Support Group for Miracle Survivors

There were sympathetic yawns; everyone had heard all this before.

Support Group for Miracle Survivors
Photo by adrianna geo / Unsplash

by Amber Burke

The mother-of-the-bride had it up to here. “Everyone thinks I’m holding out on them. The girls are always coming over, asking me for more of ‘that Jesus juice.’ Not that I blame them. I know it was good.” She sighed. “No wine has tasted right since. I’ve been shelling out for the expensive stuff, ch-ching, and it’s all been disappointing. As has my daughter’s marriage. Should have known. The groom taking credit for saving the good stuff for last. As if he’d bought good stuff in the first place! Too cheap for a full bar, you know, just wine, and not enough of it. It was clear then he wasn’t going be a husband for the recordbooks. No job still. He’s a loafer: thinks opportunity is going to hit him upside the head.”

The formerly-blind man also had a gripe. He had been overjoyed when he wiped the mud from his eyes and the world was suddenly clear, maybe just a little muddy-looking, and amused by his own raccoon-like reflection in the mirror, but then everyone told him that he must have been making too much of things before. “They say I couldn’t have been that blind. Some of them even say my blindness was a metaphor, and sometimes I think it was,” said the man who was blind but now could see.  It’s true his spirits had once been as poor as his vision, and that some compassion in him had been awakened since his miracle; he didn’t mind at all, for instance, when he was interrupted by the formerly-paralyzed man’s late arrival.
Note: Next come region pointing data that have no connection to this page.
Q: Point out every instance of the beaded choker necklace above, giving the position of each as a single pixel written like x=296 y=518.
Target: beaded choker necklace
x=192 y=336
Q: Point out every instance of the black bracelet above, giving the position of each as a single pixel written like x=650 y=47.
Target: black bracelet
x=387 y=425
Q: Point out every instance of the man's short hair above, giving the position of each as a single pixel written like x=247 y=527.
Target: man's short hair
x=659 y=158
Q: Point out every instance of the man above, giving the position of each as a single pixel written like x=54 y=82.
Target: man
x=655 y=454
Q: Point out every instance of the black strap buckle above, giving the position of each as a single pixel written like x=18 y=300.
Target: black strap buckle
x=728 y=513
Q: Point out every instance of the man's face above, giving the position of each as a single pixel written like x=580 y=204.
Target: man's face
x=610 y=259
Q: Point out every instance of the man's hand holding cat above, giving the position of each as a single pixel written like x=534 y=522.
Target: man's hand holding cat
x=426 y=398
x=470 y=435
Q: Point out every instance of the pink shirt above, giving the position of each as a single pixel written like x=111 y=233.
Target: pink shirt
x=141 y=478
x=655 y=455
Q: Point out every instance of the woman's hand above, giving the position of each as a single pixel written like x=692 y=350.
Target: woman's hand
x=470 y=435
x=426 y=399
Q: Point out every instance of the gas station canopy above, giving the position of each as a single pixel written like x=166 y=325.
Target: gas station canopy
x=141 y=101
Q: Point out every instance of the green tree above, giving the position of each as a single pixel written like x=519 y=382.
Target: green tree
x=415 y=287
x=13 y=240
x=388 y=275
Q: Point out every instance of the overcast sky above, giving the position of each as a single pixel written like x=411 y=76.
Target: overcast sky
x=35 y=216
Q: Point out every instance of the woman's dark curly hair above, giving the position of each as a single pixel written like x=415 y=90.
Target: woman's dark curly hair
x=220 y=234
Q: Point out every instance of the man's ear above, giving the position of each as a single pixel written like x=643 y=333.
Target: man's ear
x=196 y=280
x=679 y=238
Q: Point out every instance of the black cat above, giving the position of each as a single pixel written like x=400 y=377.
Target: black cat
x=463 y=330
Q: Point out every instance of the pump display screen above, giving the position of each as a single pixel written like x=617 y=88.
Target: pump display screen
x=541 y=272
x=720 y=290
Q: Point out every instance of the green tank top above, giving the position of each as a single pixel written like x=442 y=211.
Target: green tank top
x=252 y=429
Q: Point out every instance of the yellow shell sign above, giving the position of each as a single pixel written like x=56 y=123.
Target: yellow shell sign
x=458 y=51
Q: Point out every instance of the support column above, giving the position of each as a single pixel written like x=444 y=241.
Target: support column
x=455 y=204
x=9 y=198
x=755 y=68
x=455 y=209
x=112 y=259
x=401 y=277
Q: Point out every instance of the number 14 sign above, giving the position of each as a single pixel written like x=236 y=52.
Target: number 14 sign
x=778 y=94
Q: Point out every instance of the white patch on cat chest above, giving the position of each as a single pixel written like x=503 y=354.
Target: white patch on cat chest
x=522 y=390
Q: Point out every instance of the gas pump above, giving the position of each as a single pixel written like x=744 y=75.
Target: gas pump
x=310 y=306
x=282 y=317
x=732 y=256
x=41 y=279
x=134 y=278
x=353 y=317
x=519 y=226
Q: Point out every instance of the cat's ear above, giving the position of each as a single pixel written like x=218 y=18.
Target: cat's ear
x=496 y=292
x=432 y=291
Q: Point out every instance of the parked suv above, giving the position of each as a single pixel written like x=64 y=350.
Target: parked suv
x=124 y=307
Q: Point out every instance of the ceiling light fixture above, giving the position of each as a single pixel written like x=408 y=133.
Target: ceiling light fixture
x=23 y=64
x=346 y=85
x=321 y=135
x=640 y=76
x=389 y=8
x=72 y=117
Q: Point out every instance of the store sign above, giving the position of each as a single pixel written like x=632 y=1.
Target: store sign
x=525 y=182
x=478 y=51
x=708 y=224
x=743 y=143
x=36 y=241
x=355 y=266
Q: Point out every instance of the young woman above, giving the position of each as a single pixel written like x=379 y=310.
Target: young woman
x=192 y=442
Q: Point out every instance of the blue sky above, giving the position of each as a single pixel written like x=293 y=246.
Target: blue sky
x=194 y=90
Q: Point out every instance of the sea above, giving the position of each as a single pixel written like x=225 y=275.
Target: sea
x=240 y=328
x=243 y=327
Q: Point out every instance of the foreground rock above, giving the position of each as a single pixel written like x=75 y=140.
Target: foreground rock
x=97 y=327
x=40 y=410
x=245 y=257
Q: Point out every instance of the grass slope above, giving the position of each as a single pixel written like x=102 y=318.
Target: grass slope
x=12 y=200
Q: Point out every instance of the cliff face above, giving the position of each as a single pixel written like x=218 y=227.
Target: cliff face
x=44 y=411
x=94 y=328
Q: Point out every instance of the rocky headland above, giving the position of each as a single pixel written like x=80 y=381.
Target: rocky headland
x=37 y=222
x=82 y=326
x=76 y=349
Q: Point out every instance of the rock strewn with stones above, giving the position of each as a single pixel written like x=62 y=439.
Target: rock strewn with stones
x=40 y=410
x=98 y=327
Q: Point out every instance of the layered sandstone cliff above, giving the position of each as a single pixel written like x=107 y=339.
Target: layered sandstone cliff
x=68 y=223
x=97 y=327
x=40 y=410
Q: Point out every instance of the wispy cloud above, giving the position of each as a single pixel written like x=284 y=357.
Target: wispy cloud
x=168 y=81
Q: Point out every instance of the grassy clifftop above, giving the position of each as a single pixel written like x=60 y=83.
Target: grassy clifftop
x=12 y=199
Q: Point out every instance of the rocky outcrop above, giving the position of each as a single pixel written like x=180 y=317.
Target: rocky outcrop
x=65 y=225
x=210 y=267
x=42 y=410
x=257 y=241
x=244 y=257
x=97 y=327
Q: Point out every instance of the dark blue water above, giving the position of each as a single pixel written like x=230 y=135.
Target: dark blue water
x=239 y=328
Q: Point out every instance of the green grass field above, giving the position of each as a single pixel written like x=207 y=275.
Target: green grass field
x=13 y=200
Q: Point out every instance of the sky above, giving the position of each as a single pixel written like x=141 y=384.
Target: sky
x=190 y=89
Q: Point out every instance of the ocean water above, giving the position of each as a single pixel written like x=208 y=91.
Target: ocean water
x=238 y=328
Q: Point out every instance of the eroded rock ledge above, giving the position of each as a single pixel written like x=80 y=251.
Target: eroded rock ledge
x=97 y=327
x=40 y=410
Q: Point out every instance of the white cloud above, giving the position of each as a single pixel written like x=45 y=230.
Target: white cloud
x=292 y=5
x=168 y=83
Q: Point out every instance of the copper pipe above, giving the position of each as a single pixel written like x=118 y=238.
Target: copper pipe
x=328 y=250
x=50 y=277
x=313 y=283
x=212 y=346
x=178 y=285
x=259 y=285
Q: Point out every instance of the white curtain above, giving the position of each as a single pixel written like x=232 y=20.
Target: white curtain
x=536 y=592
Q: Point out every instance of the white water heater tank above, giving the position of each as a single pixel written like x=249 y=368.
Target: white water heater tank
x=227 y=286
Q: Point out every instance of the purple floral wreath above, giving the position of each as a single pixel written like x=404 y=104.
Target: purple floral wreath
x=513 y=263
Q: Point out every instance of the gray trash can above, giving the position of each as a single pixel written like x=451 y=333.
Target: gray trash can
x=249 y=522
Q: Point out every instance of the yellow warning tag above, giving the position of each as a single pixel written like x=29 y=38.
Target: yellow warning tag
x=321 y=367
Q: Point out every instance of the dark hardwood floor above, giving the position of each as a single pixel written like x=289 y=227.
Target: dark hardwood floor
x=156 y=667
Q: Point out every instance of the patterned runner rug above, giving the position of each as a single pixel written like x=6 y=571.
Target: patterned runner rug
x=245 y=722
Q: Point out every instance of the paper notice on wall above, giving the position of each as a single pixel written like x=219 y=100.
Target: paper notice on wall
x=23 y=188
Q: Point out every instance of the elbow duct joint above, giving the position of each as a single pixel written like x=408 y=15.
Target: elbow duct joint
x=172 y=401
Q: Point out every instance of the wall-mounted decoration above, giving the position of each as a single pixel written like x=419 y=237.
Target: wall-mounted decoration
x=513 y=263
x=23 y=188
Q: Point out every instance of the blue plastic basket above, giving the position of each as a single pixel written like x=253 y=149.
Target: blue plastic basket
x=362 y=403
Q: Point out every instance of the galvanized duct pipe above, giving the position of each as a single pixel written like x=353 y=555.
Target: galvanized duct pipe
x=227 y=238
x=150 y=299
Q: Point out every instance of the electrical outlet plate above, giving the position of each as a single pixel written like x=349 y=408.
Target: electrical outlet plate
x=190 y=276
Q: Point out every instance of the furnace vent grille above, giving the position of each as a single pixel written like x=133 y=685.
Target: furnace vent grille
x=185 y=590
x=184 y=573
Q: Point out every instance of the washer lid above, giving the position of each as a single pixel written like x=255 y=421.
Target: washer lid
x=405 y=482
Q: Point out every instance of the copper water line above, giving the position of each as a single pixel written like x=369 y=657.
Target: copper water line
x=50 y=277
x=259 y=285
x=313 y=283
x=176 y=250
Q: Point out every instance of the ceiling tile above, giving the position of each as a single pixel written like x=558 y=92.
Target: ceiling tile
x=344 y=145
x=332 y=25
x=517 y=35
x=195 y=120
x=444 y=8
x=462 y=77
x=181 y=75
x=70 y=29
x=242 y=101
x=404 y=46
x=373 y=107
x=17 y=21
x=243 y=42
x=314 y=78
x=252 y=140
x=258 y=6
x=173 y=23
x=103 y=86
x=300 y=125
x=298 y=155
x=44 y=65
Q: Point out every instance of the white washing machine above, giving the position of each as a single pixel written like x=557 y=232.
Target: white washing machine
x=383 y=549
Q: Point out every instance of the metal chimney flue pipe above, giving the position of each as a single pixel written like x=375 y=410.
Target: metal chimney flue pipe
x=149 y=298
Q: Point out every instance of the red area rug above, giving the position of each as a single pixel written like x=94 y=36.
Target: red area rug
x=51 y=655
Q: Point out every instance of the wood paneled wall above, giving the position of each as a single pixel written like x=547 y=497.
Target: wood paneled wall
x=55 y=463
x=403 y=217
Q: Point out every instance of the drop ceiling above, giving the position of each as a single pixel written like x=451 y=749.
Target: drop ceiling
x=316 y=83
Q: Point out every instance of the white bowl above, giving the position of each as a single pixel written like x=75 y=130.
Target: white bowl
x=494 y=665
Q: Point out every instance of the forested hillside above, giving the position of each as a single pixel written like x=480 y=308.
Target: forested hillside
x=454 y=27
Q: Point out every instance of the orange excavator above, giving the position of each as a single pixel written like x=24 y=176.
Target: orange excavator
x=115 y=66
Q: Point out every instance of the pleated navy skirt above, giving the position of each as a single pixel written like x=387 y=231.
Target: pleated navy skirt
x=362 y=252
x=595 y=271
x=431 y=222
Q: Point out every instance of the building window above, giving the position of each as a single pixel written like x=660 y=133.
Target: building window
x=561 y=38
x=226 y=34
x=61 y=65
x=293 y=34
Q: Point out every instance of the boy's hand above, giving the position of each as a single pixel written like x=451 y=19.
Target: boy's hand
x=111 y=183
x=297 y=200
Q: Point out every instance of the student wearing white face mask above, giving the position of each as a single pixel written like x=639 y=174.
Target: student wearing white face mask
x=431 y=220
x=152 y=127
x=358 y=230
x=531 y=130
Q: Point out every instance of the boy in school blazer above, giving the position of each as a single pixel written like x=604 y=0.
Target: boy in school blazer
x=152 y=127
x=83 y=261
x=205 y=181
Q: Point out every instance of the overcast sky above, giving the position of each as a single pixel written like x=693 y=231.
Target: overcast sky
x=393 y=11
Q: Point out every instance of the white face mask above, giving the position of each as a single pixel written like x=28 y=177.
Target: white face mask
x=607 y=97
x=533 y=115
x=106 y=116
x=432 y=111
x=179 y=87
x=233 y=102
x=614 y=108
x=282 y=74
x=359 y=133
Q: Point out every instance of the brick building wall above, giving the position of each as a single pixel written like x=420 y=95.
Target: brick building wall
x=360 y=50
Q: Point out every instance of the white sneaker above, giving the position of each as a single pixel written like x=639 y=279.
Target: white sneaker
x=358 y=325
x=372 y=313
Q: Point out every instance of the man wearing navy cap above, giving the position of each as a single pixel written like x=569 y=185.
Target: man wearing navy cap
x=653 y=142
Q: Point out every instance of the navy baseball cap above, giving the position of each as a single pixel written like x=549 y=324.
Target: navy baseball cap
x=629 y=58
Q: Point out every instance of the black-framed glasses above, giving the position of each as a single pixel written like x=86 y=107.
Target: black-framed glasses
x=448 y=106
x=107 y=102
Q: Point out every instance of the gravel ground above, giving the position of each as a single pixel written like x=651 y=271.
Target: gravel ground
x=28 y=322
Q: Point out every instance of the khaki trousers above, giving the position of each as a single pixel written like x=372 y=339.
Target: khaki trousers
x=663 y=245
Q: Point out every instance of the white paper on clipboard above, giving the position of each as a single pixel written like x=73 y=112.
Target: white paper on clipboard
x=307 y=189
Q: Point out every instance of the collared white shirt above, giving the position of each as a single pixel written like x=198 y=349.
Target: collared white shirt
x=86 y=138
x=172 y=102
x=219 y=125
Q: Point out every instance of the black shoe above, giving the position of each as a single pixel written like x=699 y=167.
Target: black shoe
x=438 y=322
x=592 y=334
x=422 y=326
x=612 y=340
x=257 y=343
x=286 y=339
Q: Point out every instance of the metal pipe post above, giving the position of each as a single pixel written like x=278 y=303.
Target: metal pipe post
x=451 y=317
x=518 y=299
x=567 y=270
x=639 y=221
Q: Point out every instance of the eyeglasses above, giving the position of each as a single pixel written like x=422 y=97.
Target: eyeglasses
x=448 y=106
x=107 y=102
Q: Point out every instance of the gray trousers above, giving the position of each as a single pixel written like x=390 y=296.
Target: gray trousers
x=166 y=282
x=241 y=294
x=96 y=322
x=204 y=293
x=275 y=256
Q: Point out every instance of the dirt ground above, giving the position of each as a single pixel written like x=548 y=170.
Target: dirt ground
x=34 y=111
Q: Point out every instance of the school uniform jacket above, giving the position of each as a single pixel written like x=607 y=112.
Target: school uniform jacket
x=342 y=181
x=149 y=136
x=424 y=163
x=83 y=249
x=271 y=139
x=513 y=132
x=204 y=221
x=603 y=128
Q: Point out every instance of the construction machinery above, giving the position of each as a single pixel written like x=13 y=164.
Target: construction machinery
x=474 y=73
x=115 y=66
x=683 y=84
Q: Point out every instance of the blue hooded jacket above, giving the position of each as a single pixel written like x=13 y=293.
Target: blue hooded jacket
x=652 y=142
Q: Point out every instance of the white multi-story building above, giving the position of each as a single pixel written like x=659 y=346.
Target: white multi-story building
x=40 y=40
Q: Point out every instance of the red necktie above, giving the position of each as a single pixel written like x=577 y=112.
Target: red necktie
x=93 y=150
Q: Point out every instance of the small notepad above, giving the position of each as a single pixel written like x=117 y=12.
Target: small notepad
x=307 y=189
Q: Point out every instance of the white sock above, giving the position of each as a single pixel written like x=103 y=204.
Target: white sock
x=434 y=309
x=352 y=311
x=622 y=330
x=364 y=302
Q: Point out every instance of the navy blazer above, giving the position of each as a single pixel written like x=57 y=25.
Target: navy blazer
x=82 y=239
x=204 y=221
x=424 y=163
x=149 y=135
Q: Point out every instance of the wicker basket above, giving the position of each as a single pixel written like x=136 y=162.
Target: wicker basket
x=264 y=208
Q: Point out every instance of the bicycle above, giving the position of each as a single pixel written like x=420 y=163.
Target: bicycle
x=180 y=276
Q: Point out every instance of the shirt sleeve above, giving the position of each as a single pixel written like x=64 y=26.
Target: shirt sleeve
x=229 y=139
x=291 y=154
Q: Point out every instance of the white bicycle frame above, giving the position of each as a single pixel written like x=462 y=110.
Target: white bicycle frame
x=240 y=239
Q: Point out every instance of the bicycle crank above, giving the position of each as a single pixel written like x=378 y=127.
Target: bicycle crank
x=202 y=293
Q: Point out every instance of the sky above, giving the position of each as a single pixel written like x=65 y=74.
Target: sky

The formerly-paralyzed man did not look good. He walked into the church basement leaning on a crutch, his face bruised and stitched, and lowered himself with great difficulty into the waiting folding chair in the circle. Apparently, he’d been beaten the night before in an alley by some of the very men who had put coins in his begging bowl for years. “They thought I’d been faking the whole thing. I tried to explain, but they weren’t having any of it.” He grew quiet. “I started to wonder if I’d been fooling myself. Did I really try to put weight on my bad leg before?”

He was glad his two friends weren’t here to hear him doubt the thoroughness of his previous paralysis; they had gone to the great trouble of sawing a hole in a neighbor’s ceiling through which they’d lowered him in front of those who’d been waiting more patiently for their turns to be healed. What stuck in his memory—even more than his healing, which had been quick and felt like nothing—was the excitement of his teetering descent on the stretcher. He still felt deep appreciation for the effort of his loyal friends, but since then, one of them had been calling him almost every weekend to help him fix something at his house or carry something heavy, and the other always wanted him to come to the gym. He had not dared to broach to either of them the subject of the large bill he’d received for the damaged roof.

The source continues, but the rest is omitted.